With that said; the best beer bottles are brown. You should avoid clear and green bottles if possible. If you choose the clear, green or plastic bottles (typically clear or green) and will require extra care to avoid skunking your beer. This is accomplished by keeping your bottles in the dark.

How to Remove the Label

Fill a bucket, sink or container full of hot water. Place the bottle in the hot water and allow to sit for 15-30 minutes. I like to use the back side of a knife to scrape off the label, but anything with a straight or slightly curved edge will work. After the label is off, place the Bottle back in the water to soak the remaining paper and glue. I typically use a scrub pad within a few minutes of soaking to wipe off the last remaining paper from the bottle.

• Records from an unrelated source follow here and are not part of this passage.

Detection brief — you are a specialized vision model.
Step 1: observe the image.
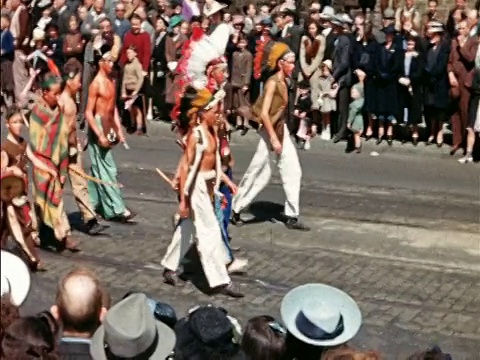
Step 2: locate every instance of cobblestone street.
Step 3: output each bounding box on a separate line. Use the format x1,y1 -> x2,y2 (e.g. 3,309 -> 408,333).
16,129 -> 480,360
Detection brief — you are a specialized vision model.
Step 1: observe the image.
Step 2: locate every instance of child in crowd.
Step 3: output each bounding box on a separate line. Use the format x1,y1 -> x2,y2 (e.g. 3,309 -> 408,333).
0,111 -> 58,271
122,45 -> 144,135
36,7 -> 52,31
293,79 -> 312,150
230,33 -> 253,135
318,60 -> 337,140
347,83 -> 364,154
0,15 -> 15,108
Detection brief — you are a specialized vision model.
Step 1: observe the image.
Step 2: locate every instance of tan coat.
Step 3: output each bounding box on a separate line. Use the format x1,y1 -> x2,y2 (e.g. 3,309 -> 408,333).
298,35 -> 325,110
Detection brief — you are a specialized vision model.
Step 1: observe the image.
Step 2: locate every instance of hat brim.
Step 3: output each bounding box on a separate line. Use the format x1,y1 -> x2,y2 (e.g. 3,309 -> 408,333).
90,320 -> 176,360
203,3 -> 228,17
280,284 -> 362,346
1,250 -> 31,306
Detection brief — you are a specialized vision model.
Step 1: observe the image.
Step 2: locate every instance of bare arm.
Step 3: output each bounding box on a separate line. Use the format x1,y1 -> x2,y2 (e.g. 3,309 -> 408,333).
85,81 -> 104,138
178,133 -> 197,204
260,80 -> 278,140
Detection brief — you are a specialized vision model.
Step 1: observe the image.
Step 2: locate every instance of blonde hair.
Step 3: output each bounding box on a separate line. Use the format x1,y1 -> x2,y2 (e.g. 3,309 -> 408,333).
267,42 -> 293,70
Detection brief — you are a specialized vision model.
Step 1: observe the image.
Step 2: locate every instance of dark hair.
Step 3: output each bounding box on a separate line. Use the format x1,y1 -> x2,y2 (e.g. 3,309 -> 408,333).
2,311 -> 60,360
0,296 -> 20,343
242,315 -> 286,360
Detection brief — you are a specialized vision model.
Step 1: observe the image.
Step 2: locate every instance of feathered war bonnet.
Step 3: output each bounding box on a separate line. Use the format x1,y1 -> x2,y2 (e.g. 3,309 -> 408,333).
170,24 -> 230,131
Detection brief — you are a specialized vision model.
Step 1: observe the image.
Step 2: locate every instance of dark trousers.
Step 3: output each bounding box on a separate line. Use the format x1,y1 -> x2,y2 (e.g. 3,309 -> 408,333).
334,87 -> 350,138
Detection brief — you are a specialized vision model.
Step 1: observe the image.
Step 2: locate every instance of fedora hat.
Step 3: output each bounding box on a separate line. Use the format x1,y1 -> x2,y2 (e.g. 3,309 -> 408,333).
1,250 -> 31,306
320,6 -> 335,20
90,293 -> 176,360
203,0 -> 228,17
281,284 -> 362,346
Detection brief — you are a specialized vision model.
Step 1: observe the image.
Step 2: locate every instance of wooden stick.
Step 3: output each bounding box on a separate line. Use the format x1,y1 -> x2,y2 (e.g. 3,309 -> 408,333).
155,168 -> 174,187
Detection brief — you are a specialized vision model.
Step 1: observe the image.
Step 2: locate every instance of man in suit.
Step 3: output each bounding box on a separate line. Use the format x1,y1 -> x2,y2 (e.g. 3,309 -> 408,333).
279,8 -> 303,134
52,0 -> 72,37
10,0 -> 30,101
332,16 -> 352,143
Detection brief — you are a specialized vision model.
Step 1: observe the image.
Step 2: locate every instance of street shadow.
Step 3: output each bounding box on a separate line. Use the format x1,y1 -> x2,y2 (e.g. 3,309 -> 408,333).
245,201 -> 285,224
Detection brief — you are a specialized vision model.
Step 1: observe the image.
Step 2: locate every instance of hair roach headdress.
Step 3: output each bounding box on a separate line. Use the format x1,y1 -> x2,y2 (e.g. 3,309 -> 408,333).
170,24 -> 230,129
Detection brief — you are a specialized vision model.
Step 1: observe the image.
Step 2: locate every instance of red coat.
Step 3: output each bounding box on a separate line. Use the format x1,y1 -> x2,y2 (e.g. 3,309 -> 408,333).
120,31 -> 152,71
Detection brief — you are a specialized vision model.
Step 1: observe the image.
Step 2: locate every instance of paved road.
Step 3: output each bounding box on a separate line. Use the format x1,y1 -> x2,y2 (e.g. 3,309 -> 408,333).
16,123 -> 480,360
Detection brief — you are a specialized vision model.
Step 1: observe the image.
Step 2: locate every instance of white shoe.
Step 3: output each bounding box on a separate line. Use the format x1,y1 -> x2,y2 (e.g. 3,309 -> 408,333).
458,155 -> 473,164
227,258 -> 248,274
303,140 -> 311,150
320,126 -> 332,141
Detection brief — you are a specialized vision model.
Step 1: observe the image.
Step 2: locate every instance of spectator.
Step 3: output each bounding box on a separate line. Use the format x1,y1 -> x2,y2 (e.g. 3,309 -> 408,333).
175,306 -> 245,360
424,26 -> 450,147
281,284 -> 362,360
51,269 -> 108,359
113,2 -> 130,41
120,13 -> 152,76
10,0 -> 31,100
242,315 -> 287,360
395,0 -> 422,32
63,15 -> 85,71
1,311 -> 60,360
90,293 -> 175,360
52,0 -> 71,37
0,15 -> 15,108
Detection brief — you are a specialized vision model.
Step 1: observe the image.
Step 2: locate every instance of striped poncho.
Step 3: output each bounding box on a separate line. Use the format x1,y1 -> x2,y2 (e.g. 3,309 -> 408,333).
30,100 -> 69,229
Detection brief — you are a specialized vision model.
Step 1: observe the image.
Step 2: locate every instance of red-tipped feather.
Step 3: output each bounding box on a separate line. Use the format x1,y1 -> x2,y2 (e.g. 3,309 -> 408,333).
47,59 -> 62,77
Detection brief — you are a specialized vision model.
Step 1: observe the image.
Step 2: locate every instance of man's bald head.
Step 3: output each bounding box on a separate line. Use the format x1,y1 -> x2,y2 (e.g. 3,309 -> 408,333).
52,268 -> 106,334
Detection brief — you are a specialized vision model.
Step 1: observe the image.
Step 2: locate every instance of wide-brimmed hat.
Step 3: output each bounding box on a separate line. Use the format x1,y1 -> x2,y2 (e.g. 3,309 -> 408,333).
281,284 -> 362,346
382,25 -> 397,35
383,8 -> 395,20
168,15 -> 183,30
203,0 -> 228,17
90,293 -> 176,360
320,6 -> 335,20
1,250 -> 31,306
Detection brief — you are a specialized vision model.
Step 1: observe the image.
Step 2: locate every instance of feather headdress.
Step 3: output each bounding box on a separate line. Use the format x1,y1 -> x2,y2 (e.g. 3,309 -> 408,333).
170,24 -> 230,126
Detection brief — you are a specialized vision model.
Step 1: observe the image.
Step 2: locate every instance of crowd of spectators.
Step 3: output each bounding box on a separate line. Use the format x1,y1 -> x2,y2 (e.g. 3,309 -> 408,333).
0,250 -> 458,360
1,0 -> 480,163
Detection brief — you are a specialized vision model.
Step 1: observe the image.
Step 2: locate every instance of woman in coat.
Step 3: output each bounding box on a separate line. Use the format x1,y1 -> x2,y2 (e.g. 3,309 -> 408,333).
424,27 -> 450,147
374,25 -> 403,146
165,15 -> 188,111
398,35 -> 424,146
352,22 -> 379,141
298,21 -> 325,136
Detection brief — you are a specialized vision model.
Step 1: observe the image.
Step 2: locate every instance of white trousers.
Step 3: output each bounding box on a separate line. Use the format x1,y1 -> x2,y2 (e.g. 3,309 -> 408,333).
232,125 -> 302,217
162,172 -> 230,288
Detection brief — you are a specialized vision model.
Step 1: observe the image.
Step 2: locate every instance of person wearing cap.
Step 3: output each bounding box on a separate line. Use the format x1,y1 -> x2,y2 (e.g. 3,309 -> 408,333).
232,42 -> 310,231
280,284 -> 362,359
424,24 -> 450,147
332,16 -> 353,143
374,25 -> 403,146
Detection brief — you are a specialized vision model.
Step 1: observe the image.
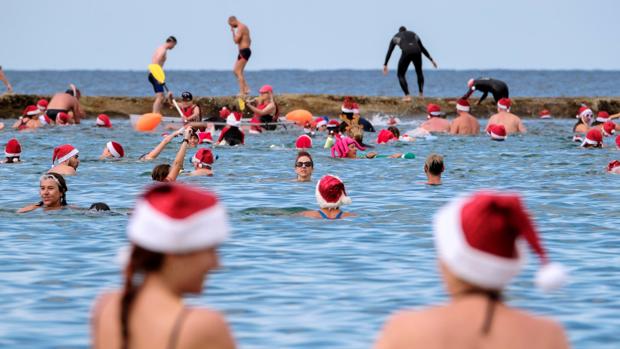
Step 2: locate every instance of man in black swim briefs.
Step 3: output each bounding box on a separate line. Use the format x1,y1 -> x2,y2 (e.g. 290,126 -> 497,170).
228,16 -> 252,96
383,27 -> 437,101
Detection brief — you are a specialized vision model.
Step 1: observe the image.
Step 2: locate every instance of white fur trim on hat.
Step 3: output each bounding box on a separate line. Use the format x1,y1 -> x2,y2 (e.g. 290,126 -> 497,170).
433,198 -> 526,290
127,199 -> 230,253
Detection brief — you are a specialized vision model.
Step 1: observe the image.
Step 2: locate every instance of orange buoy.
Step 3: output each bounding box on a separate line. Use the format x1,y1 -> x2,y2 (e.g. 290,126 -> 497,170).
286,109 -> 312,126
136,113 -> 162,132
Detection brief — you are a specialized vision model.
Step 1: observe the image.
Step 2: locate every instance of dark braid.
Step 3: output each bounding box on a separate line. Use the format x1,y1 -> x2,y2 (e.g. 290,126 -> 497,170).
120,246 -> 164,349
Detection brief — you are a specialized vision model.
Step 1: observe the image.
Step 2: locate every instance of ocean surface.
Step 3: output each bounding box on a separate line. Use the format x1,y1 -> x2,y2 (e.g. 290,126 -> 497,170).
0,118 -> 620,349
6,68 -> 620,97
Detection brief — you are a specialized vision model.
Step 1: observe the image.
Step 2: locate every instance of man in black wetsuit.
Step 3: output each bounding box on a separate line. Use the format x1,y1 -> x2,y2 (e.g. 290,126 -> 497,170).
383,27 -> 437,101
462,78 -> 510,104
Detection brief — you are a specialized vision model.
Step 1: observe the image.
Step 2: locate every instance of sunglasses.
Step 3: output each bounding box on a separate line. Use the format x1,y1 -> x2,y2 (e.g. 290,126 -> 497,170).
295,161 -> 313,167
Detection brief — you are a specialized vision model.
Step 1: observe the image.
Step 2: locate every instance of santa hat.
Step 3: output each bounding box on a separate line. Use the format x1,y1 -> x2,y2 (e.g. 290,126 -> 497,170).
596,111 -> 609,122
192,148 -> 215,167
433,192 -> 566,291
426,103 -> 441,116
4,138 -> 22,158
198,132 -> 213,144
52,144 -> 79,165
538,109 -> 551,119
581,128 -> 603,147
105,141 -> 125,158
127,183 -> 230,253
295,135 -> 312,149
315,175 -> 351,208
37,99 -> 48,111
456,99 -> 470,113
377,130 -> 398,144
602,121 -> 616,136
97,114 -> 112,128
497,98 -> 512,111
487,124 -> 508,141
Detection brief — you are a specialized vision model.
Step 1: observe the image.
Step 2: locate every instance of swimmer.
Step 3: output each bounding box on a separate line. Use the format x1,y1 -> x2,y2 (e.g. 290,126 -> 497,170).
295,151 -> 314,182
148,36 -> 177,114
228,16 -> 252,96
45,84 -> 86,124
450,99 -> 480,136
17,172 -> 69,213
424,154 -> 445,185
48,144 -> 80,176
300,175 -> 355,219
484,98 -> 527,134
461,78 -> 510,105
374,192 -> 569,349
99,141 -> 125,160
245,85 -> 280,132
0,138 -> 22,164
383,26 -> 437,102
91,184 -> 236,349
420,103 -> 450,133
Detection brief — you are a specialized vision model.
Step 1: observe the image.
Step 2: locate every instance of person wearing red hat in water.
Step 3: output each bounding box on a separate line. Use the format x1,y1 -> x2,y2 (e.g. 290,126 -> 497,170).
91,183 -> 236,349
45,84 -> 85,124
450,99 -> 480,136
420,103 -> 450,133
485,98 -> 527,134
300,175 -> 355,220
374,191 -> 569,349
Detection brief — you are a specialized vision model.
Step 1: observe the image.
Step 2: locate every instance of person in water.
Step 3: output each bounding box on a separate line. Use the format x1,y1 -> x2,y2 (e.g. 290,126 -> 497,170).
383,26 -> 437,102
17,172 -> 69,213
148,36 -> 177,114
228,16 -> 252,96
374,192 -> 569,349
420,103 -> 450,133
450,99 -> 480,136
461,78 -> 510,105
245,85 -> 280,131
484,98 -> 527,134
91,183 -> 236,349
0,138 -> 22,164
301,175 -> 354,219
45,84 -> 86,124
424,154 -> 445,185
48,144 -> 80,176
295,151 -> 314,182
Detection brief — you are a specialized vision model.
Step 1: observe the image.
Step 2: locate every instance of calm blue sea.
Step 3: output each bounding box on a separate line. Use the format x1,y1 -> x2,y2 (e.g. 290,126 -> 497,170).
7,69 -> 620,97
0,118 -> 620,349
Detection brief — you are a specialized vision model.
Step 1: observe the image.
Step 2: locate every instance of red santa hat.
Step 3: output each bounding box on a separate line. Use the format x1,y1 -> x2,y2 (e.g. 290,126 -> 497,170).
487,124 -> 508,141
377,130 -> 398,144
97,114 -> 112,128
497,98 -> 512,111
596,110 -> 609,122
426,103 -> 441,116
52,144 -> 79,165
198,132 -> 213,144
127,183 -> 230,253
602,121 -> 616,136
433,192 -> 566,291
456,99 -> 470,113
192,148 -> 215,168
581,128 -> 603,147
105,141 -> 125,158
295,135 -> 312,149
315,175 -> 351,208
4,138 -> 22,158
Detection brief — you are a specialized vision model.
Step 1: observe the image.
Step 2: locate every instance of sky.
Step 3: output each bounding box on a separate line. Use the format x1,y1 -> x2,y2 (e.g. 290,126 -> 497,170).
0,0 -> 620,70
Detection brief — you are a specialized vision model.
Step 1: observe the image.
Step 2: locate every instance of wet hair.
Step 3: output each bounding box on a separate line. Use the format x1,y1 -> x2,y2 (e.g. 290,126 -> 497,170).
151,164 -> 170,182
37,172 -> 69,206
120,245 -> 164,349
424,154 -> 444,176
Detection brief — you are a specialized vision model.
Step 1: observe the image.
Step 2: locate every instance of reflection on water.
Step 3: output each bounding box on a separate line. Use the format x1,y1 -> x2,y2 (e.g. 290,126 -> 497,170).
0,121 -> 620,349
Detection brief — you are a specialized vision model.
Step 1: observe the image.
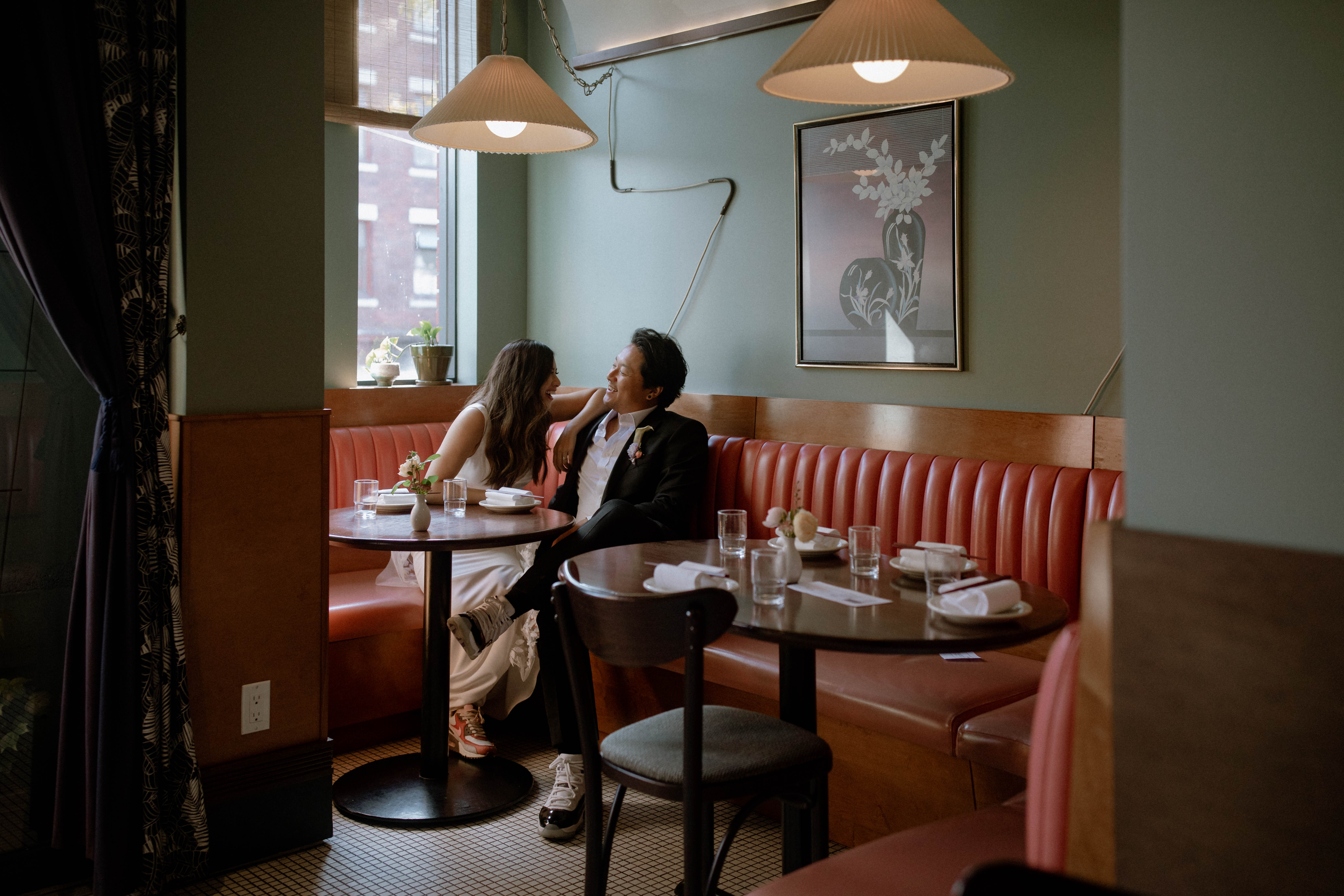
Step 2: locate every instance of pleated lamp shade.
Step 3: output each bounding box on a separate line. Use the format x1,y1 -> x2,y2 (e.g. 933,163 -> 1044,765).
411,55 -> 597,153
757,0 -> 1013,106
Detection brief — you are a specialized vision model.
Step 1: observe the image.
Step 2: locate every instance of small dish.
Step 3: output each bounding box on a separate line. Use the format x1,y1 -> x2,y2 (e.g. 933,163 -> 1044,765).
770,535 -> 849,557
887,555 -> 980,580
644,576 -> 741,594
481,498 -> 542,513
929,596 -> 1031,626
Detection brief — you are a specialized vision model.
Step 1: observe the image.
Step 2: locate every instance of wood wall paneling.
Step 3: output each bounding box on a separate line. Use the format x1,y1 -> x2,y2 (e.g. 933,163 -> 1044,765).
1067,520 -> 1115,885
179,411 -> 329,767
1093,416 -> 1125,470
1112,526 -> 1344,896
671,392 -> 757,439
755,398 -> 1093,468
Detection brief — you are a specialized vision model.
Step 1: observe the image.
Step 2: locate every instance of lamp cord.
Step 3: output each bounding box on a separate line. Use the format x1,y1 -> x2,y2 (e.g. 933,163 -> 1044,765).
529,0 -> 738,335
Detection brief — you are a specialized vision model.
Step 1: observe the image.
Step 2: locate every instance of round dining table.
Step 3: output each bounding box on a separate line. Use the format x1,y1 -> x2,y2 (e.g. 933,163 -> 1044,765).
562,539 -> 1068,873
328,505 -> 574,827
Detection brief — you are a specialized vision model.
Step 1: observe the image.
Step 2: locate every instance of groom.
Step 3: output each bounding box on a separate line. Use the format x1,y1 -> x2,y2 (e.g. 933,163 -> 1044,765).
448,329 -> 708,840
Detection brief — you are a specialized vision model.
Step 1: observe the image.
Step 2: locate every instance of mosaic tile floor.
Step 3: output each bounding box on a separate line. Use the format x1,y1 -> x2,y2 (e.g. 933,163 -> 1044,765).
160,739 -> 841,896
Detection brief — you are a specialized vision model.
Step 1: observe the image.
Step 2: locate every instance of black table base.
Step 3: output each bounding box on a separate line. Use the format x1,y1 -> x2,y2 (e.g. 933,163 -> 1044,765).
332,754 -> 532,827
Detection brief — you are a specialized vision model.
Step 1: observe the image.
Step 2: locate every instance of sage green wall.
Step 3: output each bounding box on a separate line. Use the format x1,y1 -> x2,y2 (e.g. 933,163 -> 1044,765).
1124,1 -> 1344,552
175,0 -> 324,414
324,121 -> 359,388
457,0 -> 529,384
527,0 -> 1122,414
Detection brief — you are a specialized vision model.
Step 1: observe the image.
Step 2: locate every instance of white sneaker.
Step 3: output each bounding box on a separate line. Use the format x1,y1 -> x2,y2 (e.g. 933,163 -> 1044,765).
448,594 -> 513,659
538,752 -> 583,840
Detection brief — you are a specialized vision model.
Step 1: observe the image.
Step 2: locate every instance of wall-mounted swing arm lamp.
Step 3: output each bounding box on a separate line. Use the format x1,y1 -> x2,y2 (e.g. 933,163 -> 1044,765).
757,0 -> 1013,106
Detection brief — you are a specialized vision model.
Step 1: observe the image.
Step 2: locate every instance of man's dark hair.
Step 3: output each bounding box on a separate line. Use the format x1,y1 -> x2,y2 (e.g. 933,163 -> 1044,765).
630,326 -> 686,407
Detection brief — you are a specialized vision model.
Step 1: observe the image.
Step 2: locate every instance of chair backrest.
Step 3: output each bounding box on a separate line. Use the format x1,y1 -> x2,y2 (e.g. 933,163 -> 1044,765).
560,560 -> 738,666
1027,622 -> 1081,872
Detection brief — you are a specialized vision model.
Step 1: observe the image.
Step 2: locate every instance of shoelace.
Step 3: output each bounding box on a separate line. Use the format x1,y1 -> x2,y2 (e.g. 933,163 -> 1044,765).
546,756 -> 583,809
454,703 -> 489,740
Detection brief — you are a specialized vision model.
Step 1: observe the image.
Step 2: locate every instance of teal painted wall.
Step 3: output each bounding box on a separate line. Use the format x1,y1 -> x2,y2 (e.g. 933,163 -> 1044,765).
527,0 -> 1122,415
323,121 -> 359,388
173,0 -> 325,414
1122,1 -> 1344,552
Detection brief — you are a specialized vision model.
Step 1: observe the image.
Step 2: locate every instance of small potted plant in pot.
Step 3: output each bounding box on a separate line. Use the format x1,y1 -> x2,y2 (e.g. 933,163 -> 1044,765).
364,336 -> 406,386
406,321 -> 453,386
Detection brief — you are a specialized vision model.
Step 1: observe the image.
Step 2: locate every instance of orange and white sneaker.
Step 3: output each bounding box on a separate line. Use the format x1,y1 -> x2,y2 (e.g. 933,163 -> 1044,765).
448,703 -> 497,759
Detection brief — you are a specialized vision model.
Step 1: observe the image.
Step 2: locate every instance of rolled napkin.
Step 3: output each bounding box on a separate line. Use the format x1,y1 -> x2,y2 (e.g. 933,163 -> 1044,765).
915,541 -> 966,556
485,489 -> 536,506
938,579 -> 1021,617
653,563 -> 719,591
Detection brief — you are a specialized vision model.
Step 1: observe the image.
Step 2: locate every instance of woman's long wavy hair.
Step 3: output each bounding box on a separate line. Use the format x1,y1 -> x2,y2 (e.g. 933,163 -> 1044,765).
472,339 -> 555,489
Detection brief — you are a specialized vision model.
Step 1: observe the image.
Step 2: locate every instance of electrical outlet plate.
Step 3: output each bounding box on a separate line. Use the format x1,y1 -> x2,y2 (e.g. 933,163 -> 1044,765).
243,681 -> 270,735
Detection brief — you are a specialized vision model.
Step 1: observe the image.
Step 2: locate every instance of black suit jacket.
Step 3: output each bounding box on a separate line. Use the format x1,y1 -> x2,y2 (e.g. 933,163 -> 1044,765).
551,407 -> 710,539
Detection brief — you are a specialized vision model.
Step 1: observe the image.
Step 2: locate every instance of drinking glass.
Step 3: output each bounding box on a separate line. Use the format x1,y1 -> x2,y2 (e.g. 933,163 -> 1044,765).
849,525 -> 882,579
719,510 -> 747,557
751,548 -> 785,607
444,480 -> 466,516
355,480 -> 378,520
925,548 -> 966,601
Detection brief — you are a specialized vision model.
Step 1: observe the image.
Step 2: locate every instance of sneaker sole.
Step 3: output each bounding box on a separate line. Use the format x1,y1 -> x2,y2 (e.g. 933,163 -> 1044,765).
538,817 -> 583,840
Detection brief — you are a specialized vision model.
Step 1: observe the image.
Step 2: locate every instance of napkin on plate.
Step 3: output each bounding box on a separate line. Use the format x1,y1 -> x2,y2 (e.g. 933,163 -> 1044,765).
653,563 -> 723,591
938,579 -> 1021,617
485,489 -> 536,506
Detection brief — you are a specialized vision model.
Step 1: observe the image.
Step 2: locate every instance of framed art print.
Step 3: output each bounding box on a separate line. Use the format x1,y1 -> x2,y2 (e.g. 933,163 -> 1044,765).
793,101 -> 962,371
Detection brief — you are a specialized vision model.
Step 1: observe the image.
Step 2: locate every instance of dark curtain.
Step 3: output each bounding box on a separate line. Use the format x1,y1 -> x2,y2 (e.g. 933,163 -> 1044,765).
0,0 -> 207,896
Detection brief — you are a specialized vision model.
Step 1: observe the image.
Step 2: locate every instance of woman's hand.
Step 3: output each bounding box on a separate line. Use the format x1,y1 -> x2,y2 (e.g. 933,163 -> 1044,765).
551,426 -> 578,473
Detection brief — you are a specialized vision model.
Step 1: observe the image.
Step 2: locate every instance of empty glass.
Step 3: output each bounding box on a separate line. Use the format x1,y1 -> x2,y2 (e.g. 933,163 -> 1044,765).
849,525 -> 882,579
925,548 -> 966,601
355,480 -> 378,520
444,480 -> 466,516
751,548 -> 786,607
719,510 -> 747,557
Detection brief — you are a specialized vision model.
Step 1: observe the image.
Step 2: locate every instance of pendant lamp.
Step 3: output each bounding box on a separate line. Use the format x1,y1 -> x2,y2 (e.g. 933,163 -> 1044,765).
757,0 -> 1013,106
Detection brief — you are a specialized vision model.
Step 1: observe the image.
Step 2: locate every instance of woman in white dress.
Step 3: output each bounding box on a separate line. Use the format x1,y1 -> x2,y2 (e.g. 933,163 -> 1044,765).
379,339 -> 602,759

How To Clean Beer Bottles for Re-Use

The following are basic steps for cleaning a beer bottle to re-use for your beer, soda or wine.
  1. If you re-use your store bought beer bottles, be sure to rinse thoroughly immediately after consuming the beer. This will help avoid mold and bacteria growth.
  2. To begin cleaning a beer bottle; physically inspect the interior of the bottle. Use a strong light and place the bottle in front of the light and inspect the interior for dark formations. If found, these spots are typically mold. If you find dark spots, put the bottle to the side along with any other bottles that show mold spots. These bottles will require extra scrubbing and an additional inspection after cleaning.
  3. Fill the bottle a quarter way up with water, add a small amount of soap in the bottle and scrub the interior with a bottle scrubber. The bottle scrubber can be found at a homebrewing supply store. 
    1. When you scrub a bottle that shows mold formations during the interior inspection, be sure to scrub, rinse, check again and repeat the scrubbing until there are no signs of mold and/or bacteria growth.
  4. Thoroughly rinse the bottle with clean water and make sure there is no soap remaining in the bottle, which could be construed as a beer defect.
  5. Rinse the bottle with a sterilizing solution that is often found at your homebrew supply store.
  6. Immediately fill the bottle with new beer.
  7. Cap the beer with a new cap (make sure you sterilize the cap first) using a caper, both found at a homebrew supply store.
The process is fairly simple. However, some of the steps require a bit of extra attention.